Je précise que dans mes "lettres", il y a une part plus ou moins importante - voire exclusive - d'irréalité... qui peut partir de la vraie vie... ou pas.

 

Danger

 

Lisa,

 

Tu as été une petite fille modèle. Une vraie petite poupée pour ta maman. Toujours bien mise, bien coiffée, bien élevée. Avec tes petites nattes bien serrées. Tu parlais d'une petite voix mielleuse, affectée. Tu ne disais jamais de bêtises, ni de gros mots. Tu souriais tout le temps.

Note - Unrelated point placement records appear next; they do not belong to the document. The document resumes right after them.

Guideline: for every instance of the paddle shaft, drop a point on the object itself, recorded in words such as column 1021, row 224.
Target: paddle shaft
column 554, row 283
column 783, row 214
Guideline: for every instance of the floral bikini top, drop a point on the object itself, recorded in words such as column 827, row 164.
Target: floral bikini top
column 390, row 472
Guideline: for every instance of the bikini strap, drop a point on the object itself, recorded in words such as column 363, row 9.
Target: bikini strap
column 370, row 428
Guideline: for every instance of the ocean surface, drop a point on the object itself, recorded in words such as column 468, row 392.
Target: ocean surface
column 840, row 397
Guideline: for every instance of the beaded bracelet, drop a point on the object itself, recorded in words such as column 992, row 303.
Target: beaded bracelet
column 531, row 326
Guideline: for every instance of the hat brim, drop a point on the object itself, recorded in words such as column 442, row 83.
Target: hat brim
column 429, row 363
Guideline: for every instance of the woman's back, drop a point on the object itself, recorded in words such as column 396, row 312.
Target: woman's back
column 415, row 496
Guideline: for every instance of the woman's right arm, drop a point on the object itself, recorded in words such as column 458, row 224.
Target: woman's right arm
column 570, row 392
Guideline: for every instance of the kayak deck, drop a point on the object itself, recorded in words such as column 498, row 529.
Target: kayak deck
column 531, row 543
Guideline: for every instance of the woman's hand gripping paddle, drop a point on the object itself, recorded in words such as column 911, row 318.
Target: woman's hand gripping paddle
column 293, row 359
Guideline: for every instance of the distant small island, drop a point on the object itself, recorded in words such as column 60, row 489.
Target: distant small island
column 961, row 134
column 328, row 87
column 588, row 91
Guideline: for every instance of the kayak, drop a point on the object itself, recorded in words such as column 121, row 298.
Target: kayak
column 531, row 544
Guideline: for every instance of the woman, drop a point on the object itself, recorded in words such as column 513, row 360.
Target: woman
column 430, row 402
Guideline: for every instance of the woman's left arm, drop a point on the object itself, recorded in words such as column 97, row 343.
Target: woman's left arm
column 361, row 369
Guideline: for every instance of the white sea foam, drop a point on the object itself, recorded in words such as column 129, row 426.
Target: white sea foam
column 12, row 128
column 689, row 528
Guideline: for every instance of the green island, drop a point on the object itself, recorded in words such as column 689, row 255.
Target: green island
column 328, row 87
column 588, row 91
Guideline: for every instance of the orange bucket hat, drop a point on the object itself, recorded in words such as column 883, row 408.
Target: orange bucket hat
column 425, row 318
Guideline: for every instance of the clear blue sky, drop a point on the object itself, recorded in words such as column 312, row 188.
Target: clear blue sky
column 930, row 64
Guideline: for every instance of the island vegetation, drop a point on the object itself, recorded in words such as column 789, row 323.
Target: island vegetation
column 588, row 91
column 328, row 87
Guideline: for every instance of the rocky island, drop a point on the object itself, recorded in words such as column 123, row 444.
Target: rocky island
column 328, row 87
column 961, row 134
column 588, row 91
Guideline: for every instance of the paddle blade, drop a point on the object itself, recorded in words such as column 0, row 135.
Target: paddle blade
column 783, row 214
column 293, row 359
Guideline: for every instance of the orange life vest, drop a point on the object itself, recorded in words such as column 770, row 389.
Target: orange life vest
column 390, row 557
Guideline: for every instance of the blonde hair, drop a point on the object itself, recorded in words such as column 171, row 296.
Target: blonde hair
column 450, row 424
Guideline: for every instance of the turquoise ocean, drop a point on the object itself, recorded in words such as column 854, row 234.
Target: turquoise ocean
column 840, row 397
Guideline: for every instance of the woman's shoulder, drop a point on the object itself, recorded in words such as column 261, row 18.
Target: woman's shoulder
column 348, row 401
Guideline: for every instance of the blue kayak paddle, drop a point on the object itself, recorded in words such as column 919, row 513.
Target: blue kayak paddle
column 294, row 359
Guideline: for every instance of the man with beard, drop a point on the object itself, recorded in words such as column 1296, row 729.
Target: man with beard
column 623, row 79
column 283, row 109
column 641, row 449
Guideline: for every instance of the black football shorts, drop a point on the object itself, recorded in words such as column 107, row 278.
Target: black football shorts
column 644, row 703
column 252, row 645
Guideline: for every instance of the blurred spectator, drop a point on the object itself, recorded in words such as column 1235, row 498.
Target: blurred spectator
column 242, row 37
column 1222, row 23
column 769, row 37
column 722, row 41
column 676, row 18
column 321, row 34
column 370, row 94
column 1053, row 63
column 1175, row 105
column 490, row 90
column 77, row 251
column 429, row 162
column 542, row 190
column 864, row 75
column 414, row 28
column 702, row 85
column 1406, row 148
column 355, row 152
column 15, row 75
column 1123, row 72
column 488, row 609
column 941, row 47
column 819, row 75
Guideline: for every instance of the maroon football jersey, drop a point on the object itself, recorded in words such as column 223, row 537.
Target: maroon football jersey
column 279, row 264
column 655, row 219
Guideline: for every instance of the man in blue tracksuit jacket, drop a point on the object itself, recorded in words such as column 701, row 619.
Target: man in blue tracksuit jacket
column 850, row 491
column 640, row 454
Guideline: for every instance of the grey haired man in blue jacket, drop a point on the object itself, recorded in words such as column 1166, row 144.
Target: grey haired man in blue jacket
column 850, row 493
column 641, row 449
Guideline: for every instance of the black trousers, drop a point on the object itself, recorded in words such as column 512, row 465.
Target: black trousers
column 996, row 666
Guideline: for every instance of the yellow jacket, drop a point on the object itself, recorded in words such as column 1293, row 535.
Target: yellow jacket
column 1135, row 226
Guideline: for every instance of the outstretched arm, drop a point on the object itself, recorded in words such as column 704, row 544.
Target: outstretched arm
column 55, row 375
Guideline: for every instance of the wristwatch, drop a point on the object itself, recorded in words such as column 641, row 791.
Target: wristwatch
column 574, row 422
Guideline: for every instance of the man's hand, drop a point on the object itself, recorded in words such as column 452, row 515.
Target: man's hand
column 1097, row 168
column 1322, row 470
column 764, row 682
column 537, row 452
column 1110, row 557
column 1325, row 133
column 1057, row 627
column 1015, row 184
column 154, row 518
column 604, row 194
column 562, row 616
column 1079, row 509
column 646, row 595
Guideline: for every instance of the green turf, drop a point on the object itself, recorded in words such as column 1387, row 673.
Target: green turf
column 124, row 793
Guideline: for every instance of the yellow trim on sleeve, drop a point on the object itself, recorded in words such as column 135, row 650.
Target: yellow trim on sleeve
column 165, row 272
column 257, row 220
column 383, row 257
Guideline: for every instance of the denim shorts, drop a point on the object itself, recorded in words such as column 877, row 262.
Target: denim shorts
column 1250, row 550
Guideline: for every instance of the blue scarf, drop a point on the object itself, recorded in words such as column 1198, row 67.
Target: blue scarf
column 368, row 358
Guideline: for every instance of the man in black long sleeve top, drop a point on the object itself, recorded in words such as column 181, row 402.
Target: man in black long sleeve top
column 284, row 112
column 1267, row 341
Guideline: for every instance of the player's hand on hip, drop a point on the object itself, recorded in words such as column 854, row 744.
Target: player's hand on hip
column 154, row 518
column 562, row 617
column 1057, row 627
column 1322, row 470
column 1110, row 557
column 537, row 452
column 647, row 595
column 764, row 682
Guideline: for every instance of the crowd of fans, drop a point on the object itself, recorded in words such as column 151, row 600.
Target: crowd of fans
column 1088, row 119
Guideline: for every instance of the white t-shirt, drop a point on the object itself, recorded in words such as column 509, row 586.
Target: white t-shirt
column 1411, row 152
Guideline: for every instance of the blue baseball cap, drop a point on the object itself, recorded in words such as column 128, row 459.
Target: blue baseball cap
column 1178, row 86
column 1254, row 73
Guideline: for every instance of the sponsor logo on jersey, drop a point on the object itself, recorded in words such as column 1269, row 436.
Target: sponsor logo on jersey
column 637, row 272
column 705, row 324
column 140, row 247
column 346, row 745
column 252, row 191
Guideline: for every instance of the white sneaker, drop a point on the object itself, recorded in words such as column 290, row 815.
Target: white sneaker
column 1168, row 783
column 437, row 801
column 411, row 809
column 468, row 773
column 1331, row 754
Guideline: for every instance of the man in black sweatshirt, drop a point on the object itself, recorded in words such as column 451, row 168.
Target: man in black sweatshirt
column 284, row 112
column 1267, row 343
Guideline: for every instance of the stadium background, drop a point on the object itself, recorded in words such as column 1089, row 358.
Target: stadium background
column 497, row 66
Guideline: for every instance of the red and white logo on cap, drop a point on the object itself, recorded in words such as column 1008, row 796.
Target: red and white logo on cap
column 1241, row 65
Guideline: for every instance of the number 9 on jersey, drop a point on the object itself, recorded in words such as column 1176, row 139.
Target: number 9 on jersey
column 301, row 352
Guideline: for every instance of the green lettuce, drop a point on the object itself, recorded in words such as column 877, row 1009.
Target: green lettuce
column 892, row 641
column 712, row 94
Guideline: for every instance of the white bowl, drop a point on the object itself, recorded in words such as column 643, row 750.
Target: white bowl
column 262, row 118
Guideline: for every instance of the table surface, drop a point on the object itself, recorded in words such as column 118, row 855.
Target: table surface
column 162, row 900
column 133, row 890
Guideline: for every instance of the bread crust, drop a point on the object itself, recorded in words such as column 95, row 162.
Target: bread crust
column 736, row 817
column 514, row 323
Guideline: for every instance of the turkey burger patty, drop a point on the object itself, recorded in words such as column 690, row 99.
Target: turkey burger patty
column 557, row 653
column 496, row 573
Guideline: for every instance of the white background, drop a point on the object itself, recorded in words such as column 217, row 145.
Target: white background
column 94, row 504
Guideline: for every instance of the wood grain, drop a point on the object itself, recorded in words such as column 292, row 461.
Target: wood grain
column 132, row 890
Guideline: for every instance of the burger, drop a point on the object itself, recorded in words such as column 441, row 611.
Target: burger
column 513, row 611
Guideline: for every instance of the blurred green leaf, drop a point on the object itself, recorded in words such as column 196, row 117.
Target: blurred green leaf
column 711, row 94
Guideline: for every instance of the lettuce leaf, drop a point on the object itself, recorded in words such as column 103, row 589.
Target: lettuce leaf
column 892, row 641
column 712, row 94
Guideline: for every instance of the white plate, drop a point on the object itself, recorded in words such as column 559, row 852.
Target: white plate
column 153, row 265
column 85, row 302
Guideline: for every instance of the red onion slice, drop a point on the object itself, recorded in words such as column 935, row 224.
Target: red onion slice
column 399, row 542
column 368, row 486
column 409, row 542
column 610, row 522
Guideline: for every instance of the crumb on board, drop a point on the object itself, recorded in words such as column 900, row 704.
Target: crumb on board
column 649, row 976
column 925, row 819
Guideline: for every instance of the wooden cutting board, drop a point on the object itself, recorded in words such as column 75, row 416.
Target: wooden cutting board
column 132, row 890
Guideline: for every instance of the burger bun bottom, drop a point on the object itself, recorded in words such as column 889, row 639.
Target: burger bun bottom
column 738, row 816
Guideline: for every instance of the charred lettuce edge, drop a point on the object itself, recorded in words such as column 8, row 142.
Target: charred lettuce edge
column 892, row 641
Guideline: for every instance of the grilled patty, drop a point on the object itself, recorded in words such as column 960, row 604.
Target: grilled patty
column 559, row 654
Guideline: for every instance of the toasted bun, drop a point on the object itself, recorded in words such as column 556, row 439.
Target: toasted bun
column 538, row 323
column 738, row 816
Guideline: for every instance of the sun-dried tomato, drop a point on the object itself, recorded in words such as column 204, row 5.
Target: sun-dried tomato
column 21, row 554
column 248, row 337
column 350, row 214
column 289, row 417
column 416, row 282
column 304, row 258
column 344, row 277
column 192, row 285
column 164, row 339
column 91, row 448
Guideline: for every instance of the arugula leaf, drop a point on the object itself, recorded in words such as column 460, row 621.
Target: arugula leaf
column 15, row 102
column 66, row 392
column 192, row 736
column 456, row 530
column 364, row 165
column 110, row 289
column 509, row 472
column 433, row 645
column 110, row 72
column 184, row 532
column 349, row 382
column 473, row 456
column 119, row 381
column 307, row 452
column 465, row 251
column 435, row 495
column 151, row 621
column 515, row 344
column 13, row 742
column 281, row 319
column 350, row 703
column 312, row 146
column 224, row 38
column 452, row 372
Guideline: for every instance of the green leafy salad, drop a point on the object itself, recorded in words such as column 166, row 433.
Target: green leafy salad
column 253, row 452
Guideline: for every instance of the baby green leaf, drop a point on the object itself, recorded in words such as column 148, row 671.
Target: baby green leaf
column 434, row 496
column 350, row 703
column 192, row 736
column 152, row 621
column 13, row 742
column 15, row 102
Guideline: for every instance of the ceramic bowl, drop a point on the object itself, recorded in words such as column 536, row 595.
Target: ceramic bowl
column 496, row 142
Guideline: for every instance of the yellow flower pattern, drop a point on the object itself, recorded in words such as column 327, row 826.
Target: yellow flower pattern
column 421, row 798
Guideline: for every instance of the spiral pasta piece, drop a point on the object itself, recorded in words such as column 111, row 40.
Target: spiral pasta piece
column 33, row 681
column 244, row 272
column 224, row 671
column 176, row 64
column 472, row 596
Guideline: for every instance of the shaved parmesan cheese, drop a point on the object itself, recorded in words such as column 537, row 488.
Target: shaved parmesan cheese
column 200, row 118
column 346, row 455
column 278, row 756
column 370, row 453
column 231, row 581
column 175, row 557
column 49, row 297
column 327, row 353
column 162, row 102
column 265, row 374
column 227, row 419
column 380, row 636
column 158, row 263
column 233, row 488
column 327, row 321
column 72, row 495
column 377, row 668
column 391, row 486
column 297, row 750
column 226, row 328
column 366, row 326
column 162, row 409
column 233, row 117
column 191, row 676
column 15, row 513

Tu as comblé ta mère en faisant de bonnes études, en te trouvant un bon mari, en faisant trois beaux enfants bien propres sur eux, bien polis, bien sages.

Jusqu'à ce jour où tu as quitté ton mari et tes enfants. Brusquement. Tu es partie avec le premier homme qui t'a fait jouir. Le seul. Tu voulais vivre, enfin.

Lisa, tu as réalisé toutes les folies inenvisageables dans ta jeunesse. Tu as couché avec des hommes différents chaque soir. Tu t'es oubliée dans leurs bras musclés. Tu as bu. Tu t'es même droguée. Tu as voyagé. Tu as connu l'amour avec des femmes, aussi. Tu as ri aux éclats. Tu as dansé toute la nuit. Tu as vibré.

Tu as enfin "vécu".

Pendant ce temps, ta mère est morte. De honte plus que de chagrin.

Des années ont passé. 

Tu es tombée dans une profonde dépression. Tu as perdu le goût de la vie. Tu t'es bouffé les doigts d'avoir oublié tes enfants.

Tu es revenue.

Trop tard. Tu étais remplacée. Dans le cœur de ton mari, mais ça, tu t'en foutais. Mais dans celui de tes enfants, aussi.

Un jour, ils pardonneront. Un jour, ils comprendront.

Tu as mis du temps à comprendre, toi.

Ta mère te demandait de lui renvoyer l'image d'une "mère parfaite". Tu devais entrer dans le moule de la petite fille modèle. La perfection exigée était une cage dorée, qui t'a empêchée d'être toi-même.

Tu es revenue.

Tu vas commencer à vivre ta vie à toi, à présent. Ne pleure pas, Lisa, ta vie sera ce que tu décides d'en faire, à présent.